Şehre giriş çıkış yapan araç sayısı bu yüzden azalmıyor. Araçsız yaşamayı
tercih eden insanlar için ülke içinde kesintisiz raylı ulaşımı sağlayacak
teşvik edici bir sistem de İstanbul işin içine dahil edilemediği için hayata
geçirilemiyor.
Peki, nüfusun
İstanbul'a yığılması kendiliğinden mi oluyor? Çoğu insan bunun kontrol
edilemez, insanların tercihiyle ilgili bir sonuç olduğunu düşünüyor. Çin
örneğinde de görüleceği üzere elbette böyle değil. Kenti ve hatta ülkeyi
yönetenlerin icraatları İstanbul’u bu hale getirdi. İstanbul tarihsel
nedenlerle bir turizm merkezi. Bunu değiştiremeyiz ama burayı aynı zamanda
kongre turizminin, finans dünyasının merkezi yapmak zorunda değiliz. Yeni
eğitim kurumlarının büyük çoğunluğu, fuar alanları ve kaybetmesek İstanbul’a
bir yük daha getirecek olimpiyatlar Türkiye’nin başka kentlerinde de hayat
bulabilir. Cumhurbaşkanı başta olmak üzere tüm bürokratlar her gününü burada
geçirmeye başlarsa, toplantılarını burada düzenlerse Ankara’nın bürokrasi yükü
de İstanbul’un omuzlarına çöker. İstanbul’da ne ararsanız var. Sanayi, ticaret,
eğitim, turizm, politika, kültür sanat…
Kent artık bu
yükün altında eziliyor, diğer kentlerin gelişme araçlarını ellerinden aldığı
için ülkenin dengeli gelişmesine de zarar veriyor.
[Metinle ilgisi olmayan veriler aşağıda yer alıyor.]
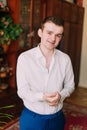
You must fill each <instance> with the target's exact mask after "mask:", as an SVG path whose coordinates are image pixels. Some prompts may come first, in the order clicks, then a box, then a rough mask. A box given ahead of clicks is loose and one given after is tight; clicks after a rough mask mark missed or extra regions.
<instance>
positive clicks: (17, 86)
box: [17, 16, 74, 130]
mask: <svg viewBox="0 0 87 130" xmlns="http://www.w3.org/2000/svg"><path fill="white" fill-rule="evenodd" d="M63 33H64V23H63V21H62V20H61V19H56V18H55V17H52V16H49V17H47V18H45V19H44V20H43V21H42V23H41V28H39V30H38V36H39V37H40V39H41V42H40V43H39V45H38V46H37V47H35V48H33V49H30V50H28V51H26V52H23V53H22V54H21V55H20V56H19V58H18V61H17V87H18V90H17V93H18V95H19V97H20V98H21V99H22V100H23V103H24V109H23V112H22V114H21V117H20V130H64V125H65V117H64V114H63V112H62V107H63V101H64V99H65V98H66V97H68V96H70V94H71V93H72V92H73V91H74V74H73V69H72V64H71V60H70V58H69V56H68V55H67V54H65V53H63V52H61V51H59V50H58V49H56V47H57V46H58V45H59V43H60V41H61V40H62V37H63Z"/></svg>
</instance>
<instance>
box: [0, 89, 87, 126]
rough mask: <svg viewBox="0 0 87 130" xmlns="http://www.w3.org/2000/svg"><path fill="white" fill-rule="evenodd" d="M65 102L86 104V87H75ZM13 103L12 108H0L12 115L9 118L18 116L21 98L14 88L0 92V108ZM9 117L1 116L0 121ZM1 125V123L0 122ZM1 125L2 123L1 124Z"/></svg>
mask: <svg viewBox="0 0 87 130" xmlns="http://www.w3.org/2000/svg"><path fill="white" fill-rule="evenodd" d="M65 102H68V103H73V104H77V105H81V106H87V89H86V88H82V87H77V88H76V89H75V91H74V92H73V94H72V95H71V96H70V97H69V98H67V99H66V100H65ZM7 105H14V107H13V108H9V109H4V110H3V109H0V113H1V112H3V113H10V114H12V115H13V118H12V119H11V120H14V119H15V118H17V117H19V116H20V113H21V110H22V107H23V104H22V101H21V99H19V97H18V96H17V93H16V89H14V88H10V89H8V90H6V91H4V92H0V108H1V107H2V106H7ZM11 120H10V119H6V118H3V119H2V118H1V117H0V121H6V122H10V121H11ZM0 125H1V124H0ZM2 125H3V124H2Z"/></svg>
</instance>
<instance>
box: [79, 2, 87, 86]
mask: <svg viewBox="0 0 87 130" xmlns="http://www.w3.org/2000/svg"><path fill="white" fill-rule="evenodd" d="M83 7H84V8H85V14H84V27H83V41H82V53H81V65H80V66H81V67H80V81H79V86H80V87H85V88H87V0H83Z"/></svg>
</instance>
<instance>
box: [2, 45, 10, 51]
mask: <svg viewBox="0 0 87 130" xmlns="http://www.w3.org/2000/svg"><path fill="white" fill-rule="evenodd" d="M2 48H3V52H4V53H7V51H8V49H9V45H8V44H2Z"/></svg>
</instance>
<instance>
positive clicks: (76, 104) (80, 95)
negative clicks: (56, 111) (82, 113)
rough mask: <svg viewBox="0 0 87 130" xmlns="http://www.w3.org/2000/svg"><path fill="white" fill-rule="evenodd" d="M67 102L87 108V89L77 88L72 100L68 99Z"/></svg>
mask: <svg viewBox="0 0 87 130" xmlns="http://www.w3.org/2000/svg"><path fill="white" fill-rule="evenodd" d="M65 101H67V102H70V103H73V104H76V105H81V106H87V88H83V87H77V88H76V89H75V91H74V92H73V93H72V95H71V96H70V98H67V99H66V100H65Z"/></svg>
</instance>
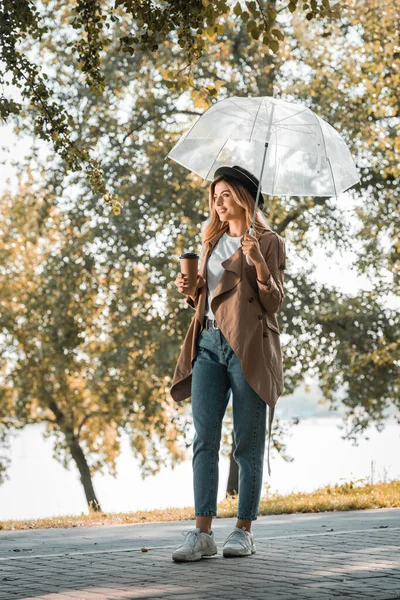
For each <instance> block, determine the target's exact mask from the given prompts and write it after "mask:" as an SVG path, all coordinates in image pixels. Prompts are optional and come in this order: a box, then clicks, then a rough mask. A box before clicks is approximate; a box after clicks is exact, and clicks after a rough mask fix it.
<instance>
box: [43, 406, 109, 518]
mask: <svg viewBox="0 0 400 600" xmlns="http://www.w3.org/2000/svg"><path fill="white" fill-rule="evenodd" d="M49 408H50V410H51V411H52V412H53V414H54V416H55V418H56V422H57V424H58V426H59V427H60V430H61V431H62V433H63V434H64V435H65V438H66V440H67V444H68V448H69V451H70V452H71V456H72V458H73V459H74V461H75V463H76V466H77V467H78V470H79V473H80V475H81V483H82V485H83V489H84V491H85V496H86V501H87V503H88V506H89V509H90V510H94V511H96V512H101V507H100V503H99V501H98V500H97V498H96V494H95V492H94V488H93V482H92V476H91V474H90V469H89V465H88V464H87V460H86V457H85V454H84V452H83V450H82V448H81V446H80V444H79V438H78V437H77V436H76V435H75V434H74V431H73V428H72V426H71V424H70V423H69V422H68V421H67V420H66V418H65V414H64V413H63V412H62V410H61V409H60V407H59V406H58V405H57V402H55V401H54V400H50V402H49Z"/></svg>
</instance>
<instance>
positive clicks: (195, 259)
mask: <svg viewBox="0 0 400 600" xmlns="http://www.w3.org/2000/svg"><path fill="white" fill-rule="evenodd" d="M179 260H180V262H181V273H182V274H183V275H187V276H188V285H189V287H191V288H195V287H196V285H197V273H198V271H199V255H198V254H196V252H185V253H184V254H181V255H180V257H179Z"/></svg>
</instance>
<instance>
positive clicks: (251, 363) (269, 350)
mask: <svg viewBox="0 0 400 600" xmlns="http://www.w3.org/2000/svg"><path fill="white" fill-rule="evenodd" d="M222 234H223V232H220V233H219V234H218V235H217V236H215V237H214V238H213V239H212V240H211V241H209V242H208V244H207V247H204V246H203V249H202V259H201V262H200V269H199V273H200V279H199V281H198V284H197V288H196V293H195V296H194V302H193V300H192V299H191V298H190V297H189V296H186V302H187V303H188V304H189V306H191V307H192V308H193V309H195V314H194V316H193V318H192V321H191V323H190V325H189V328H188V331H187V333H186V336H185V339H184V342H183V345H182V348H181V352H180V355H179V358H178V362H177V364H176V367H175V373H174V376H173V380H172V384H171V389H170V393H171V396H172V398H173V399H174V400H176V401H177V402H180V401H182V400H185V399H186V398H188V397H189V396H190V395H191V380H192V367H193V362H194V360H195V358H196V353H197V340H198V337H199V335H200V333H201V331H202V330H203V328H204V317H205V309H206V299H207V260H208V257H209V256H210V254H211V252H212V249H213V248H214V246H215V244H216V243H217V241H218V240H219V238H220V237H221V236H222ZM255 236H256V237H257V239H258V241H259V244H260V249H261V253H262V255H263V256H264V258H265V260H266V263H267V265H268V268H269V270H270V272H271V287H270V288H268V287H267V286H266V285H265V284H263V283H261V282H259V281H258V280H257V274H256V268H255V267H254V266H253V265H251V266H250V265H248V264H247V261H246V256H245V255H244V254H243V252H242V249H241V247H239V248H238V249H237V250H236V251H235V252H234V253H233V254H232V256H230V257H229V258H228V259H226V260H225V261H224V262H223V263H222V266H223V267H224V269H225V271H224V273H223V274H222V277H221V279H220V281H219V283H218V286H217V288H216V290H215V292H214V296H213V299H212V301H211V309H212V311H213V313H214V315H215V319H216V321H217V324H218V326H219V328H220V329H221V333H222V334H223V335H224V337H225V338H226V340H227V341H228V343H229V345H230V346H231V348H232V350H233V351H234V352H235V354H236V355H237V356H238V358H239V359H240V362H241V365H242V369H243V374H244V376H245V378H246V380H247V382H248V383H249V384H250V386H251V387H252V388H253V390H255V392H256V393H257V394H258V395H259V396H260V397H261V398H262V399H263V400H264V402H266V404H267V405H268V406H269V419H268V433H269V438H268V472H269V474H271V469H270V463H269V447H270V444H269V442H270V438H271V425H272V419H273V415H274V408H275V405H276V403H277V401H278V398H279V397H280V396H281V395H282V393H283V390H284V383H283V365H282V350H281V342H280V329H279V325H278V321H277V318H276V313H277V312H278V311H279V309H280V307H281V304H282V300H283V298H284V291H283V281H284V269H285V266H286V251H285V241H284V239H283V238H282V237H281V236H279V235H278V234H277V233H275V232H273V231H272V230H271V229H265V230H264V231H263V232H262V233H261V234H258V233H255Z"/></svg>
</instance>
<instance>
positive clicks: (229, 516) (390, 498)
mask: <svg viewBox="0 0 400 600" xmlns="http://www.w3.org/2000/svg"><path fill="white" fill-rule="evenodd" d="M395 507H400V480H393V481H389V482H380V483H379V482H378V483H368V482H367V481H366V480H364V479H358V480H357V481H349V482H347V483H343V484H340V485H339V484H335V485H334V486H331V485H327V486H325V487H322V488H318V489H316V490H314V491H312V492H296V493H294V492H292V493H290V494H287V495H281V494H277V493H274V494H271V493H270V492H269V486H267V492H266V495H265V496H264V497H263V498H262V499H261V502H260V507H259V515H260V516H261V515H279V514H285V513H308V512H314V513H316V512H324V511H334V510H362V509H367V508H395ZM236 514H237V496H232V497H229V498H226V499H225V500H223V501H222V502H220V503H219V504H218V517H217V518H227V517H235V516H236ZM194 518H195V516H194V510H193V507H192V506H187V507H184V508H167V509H156V510H142V511H137V512H131V513H102V512H100V513H99V512H94V511H89V514H84V513H82V514H81V515H80V516H68V515H67V516H62V517H49V518H46V519H29V520H18V521H17V520H10V521H0V529H2V530H5V531H6V530H8V531H10V530H11V531H15V530H20V529H44V528H51V527H58V528H68V527H94V526H98V525H122V524H135V523H162V522H167V521H187V520H192V519H194Z"/></svg>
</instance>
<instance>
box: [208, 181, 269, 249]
mask: <svg viewBox="0 0 400 600" xmlns="http://www.w3.org/2000/svg"><path fill="white" fill-rule="evenodd" d="M219 181H225V183H226V186H227V188H228V189H229V191H230V193H231V194H232V197H233V199H234V200H235V202H236V203H237V204H239V206H241V207H242V208H244V209H245V211H246V224H247V229H250V226H251V221H252V219H253V212H254V206H255V199H254V198H253V196H252V195H251V194H250V192H249V191H248V190H247V189H246V188H245V187H244V186H243V185H241V183H240V182H239V181H237V179H231V178H230V177H227V176H226V175H221V176H220V177H217V178H216V179H214V181H213V182H212V183H211V185H210V188H209V199H208V204H209V208H210V216H209V218H208V219H207V221H206V222H205V224H204V226H203V229H202V242H203V244H206V243H207V242H209V241H210V240H211V239H212V238H214V237H215V236H216V235H218V233H220V232H221V231H224V232H225V231H227V230H228V228H229V223H227V222H222V221H221V220H220V218H219V217H218V214H217V211H216V210H215V202H214V190H215V186H216V184H217V183H218V182H219ZM266 229H268V230H270V229H271V227H270V225H269V223H268V221H267V219H266V217H265V215H264V214H263V213H262V211H261V209H260V208H257V212H256V219H255V222H254V230H255V231H256V232H257V233H262V232H263V231H265V230H266Z"/></svg>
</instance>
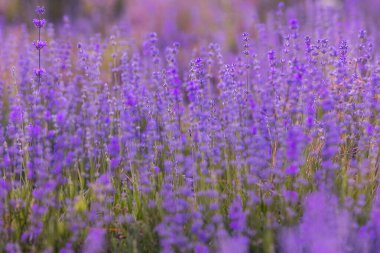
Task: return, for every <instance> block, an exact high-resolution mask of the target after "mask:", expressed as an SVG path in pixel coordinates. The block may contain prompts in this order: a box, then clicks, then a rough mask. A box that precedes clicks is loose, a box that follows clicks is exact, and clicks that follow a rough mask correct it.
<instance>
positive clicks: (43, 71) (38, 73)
mask: <svg viewBox="0 0 380 253" xmlns="http://www.w3.org/2000/svg"><path fill="white" fill-rule="evenodd" d="M45 73H46V71H45V69H43V68H40V69H35V70H34V74H35V75H36V76H37V77H42V75H43V74H45Z"/></svg>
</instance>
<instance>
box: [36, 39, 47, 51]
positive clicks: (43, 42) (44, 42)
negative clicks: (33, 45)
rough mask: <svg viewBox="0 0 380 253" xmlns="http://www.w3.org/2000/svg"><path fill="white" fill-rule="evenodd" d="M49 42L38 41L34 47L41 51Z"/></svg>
mask: <svg viewBox="0 0 380 253" xmlns="http://www.w3.org/2000/svg"><path fill="white" fill-rule="evenodd" d="M46 44H47V42H46V41H42V40H36V41H35V42H33V45H34V46H35V47H36V49H37V50H41V49H42V48H44V47H45V46H46Z"/></svg>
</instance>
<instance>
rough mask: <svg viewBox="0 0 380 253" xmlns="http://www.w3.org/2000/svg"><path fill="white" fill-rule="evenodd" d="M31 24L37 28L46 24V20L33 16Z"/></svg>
mask: <svg viewBox="0 0 380 253" xmlns="http://www.w3.org/2000/svg"><path fill="white" fill-rule="evenodd" d="M33 24H34V25H35V26H36V27H37V28H42V27H44V25H45V24H46V20H45V19H37V18H35V19H33Z"/></svg>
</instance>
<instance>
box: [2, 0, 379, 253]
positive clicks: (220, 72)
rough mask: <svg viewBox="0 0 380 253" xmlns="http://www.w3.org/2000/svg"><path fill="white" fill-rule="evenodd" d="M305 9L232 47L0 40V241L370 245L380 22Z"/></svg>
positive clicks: (280, 4) (84, 243) (157, 249)
mask: <svg viewBox="0 0 380 253" xmlns="http://www.w3.org/2000/svg"><path fill="white" fill-rule="evenodd" d="M308 4H309V5H310V6H308V7H307V6H306V7H305V6H304V5H294V6H285V5H284V4H280V5H279V6H278V7H277V9H276V10H273V11H272V12H270V13H268V19H267V21H266V22H264V23H259V21H256V22H255V23H254V24H253V26H254V28H255V32H254V33H251V32H250V33H247V32H244V33H243V34H242V36H239V34H236V38H240V40H241V43H240V44H237V45H236V47H239V46H238V45H240V47H241V50H232V51H230V50H228V48H225V47H223V46H220V45H219V43H217V42H218V41H210V44H202V45H201V46H199V48H196V49H194V50H192V51H191V52H189V50H188V48H187V47H185V46H183V45H181V43H178V42H171V43H170V44H166V41H165V40H163V41H164V42H163V41H162V40H161V38H160V36H159V35H157V34H156V33H150V34H148V35H147V36H146V38H145V41H144V42H143V43H141V44H140V43H138V42H136V41H134V40H132V39H130V34H129V32H125V31H123V30H121V29H120V28H112V29H107V30H108V31H109V32H107V33H106V34H92V35H83V34H80V33H78V32H76V28H75V27H74V26H72V25H71V23H70V20H69V19H68V18H65V20H64V24H63V26H62V27H60V26H59V25H58V26H55V25H52V24H47V23H46V20H45V19H43V15H44V13H45V9H44V8H43V7H37V9H36V14H37V18H36V19H34V20H33V24H34V25H35V26H36V27H37V28H38V40H36V41H34V43H33V44H34V48H31V47H30V46H29V47H28V46H26V45H27V44H28V43H27V41H28V38H29V37H30V36H29V35H31V34H33V31H28V30H27V29H25V28H22V29H19V30H18V31H17V32H12V33H4V34H2V33H0V36H1V39H2V41H3V44H2V45H3V46H2V47H3V48H4V49H5V50H2V51H0V58H1V59H4V60H2V61H0V112H1V114H0V154H1V155H0V176H1V178H0V249H1V250H0V251H1V252H62V253H63V252H199V253H201V252H268V253H271V252H284V253H287V252H311V253H312V252H368V253H372V252H378V251H379V250H380V244H379V240H380V237H379V236H380V232H379V231H380V230H379V229H380V226H379V222H378V218H379V208H380V204H379V203H380V201H379V199H380V196H379V189H378V184H379V169H380V149H379V147H380V114H379V113H380V77H379V73H380V61H379V54H378V48H377V37H378V35H377V33H378V32H377V30H376V29H372V28H371V24H369V23H368V22H367V21H366V19H364V18H362V17H361V14H362V13H361V12H360V10H359V9H357V10H354V9H352V8H351V7H352V3H348V2H347V3H345V4H344V5H343V7H342V9H334V8H332V7H323V6H321V5H318V4H316V3H312V2H308ZM347 9H350V12H349V14H347V13H346V12H345V11H346V10H347ZM305 11H306V13H307V15H306V16H303V15H301V14H302V13H303V12H305ZM353 16H355V17H356V18H357V21H353V18H352V17H353ZM105 25H106V24H105ZM45 26H46V33H44V37H45V38H46V40H48V41H49V47H46V45H47V42H46V41H44V40H42V36H41V35H42V34H41V31H42V30H41V29H42V28H44V27H45ZM4 29H8V28H7V27H5V28H4ZM9 29H14V27H12V28H9ZM249 34H252V36H249ZM264 39H265V41H264ZM29 45H30V44H29ZM42 49H44V54H43V62H42V57H41V52H42V51H41V50H42ZM35 50H37V52H38V68H36V69H35V70H33V69H34V67H35V66H34V62H35V61H36V55H35ZM42 63H43V64H42ZM42 65H44V67H45V68H46V70H45V69H44V68H42ZM9 66H13V67H12V68H11V69H9ZM46 73H48V74H46Z"/></svg>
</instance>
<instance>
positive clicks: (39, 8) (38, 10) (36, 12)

Pazar günü tekrarlanacak
seçim öncesi iktidar partilerinin adayı Binali Yıldırım bu yanlışları anlamış
ve değişecekmiş gibi görünmüyor. Yıldırım, kentin nüfusunu daha da artıracak ve
kalan son doğal alanları da yok edecek üçüncü köprü ve İstanbul Havalimanı
projelerini reklamlarında kullanıyor. Bu hatalara sahip çıkıyor. Ekrem İmamoğlu
ise Kuzey Ormanları’nı korumayı vaat ediyor ve yeşil kuşak projesiyle buraların
yapılaşmaya açılmasının önüne geçeceklerini söylüyor. Adayların vaatlerinin ne
kadarını gerçekleştireceğini elbette bugünden söylemek zor ancak sadece bu
bakış açısından dolayı bile İmamoğlu’nun İstanbul’un sorunlarını çözmede bir
adım önde olduğunu söyleyebiliriz. İmamoğlu’nun konuşulabilir ve erişilebilir
olması da bir başka avantaj. İstanbullular umarım sandığa gittiklerinde kentin
sorununun internet paketi değil, planlama ve rantı durdurmak olduğunu unutmaz.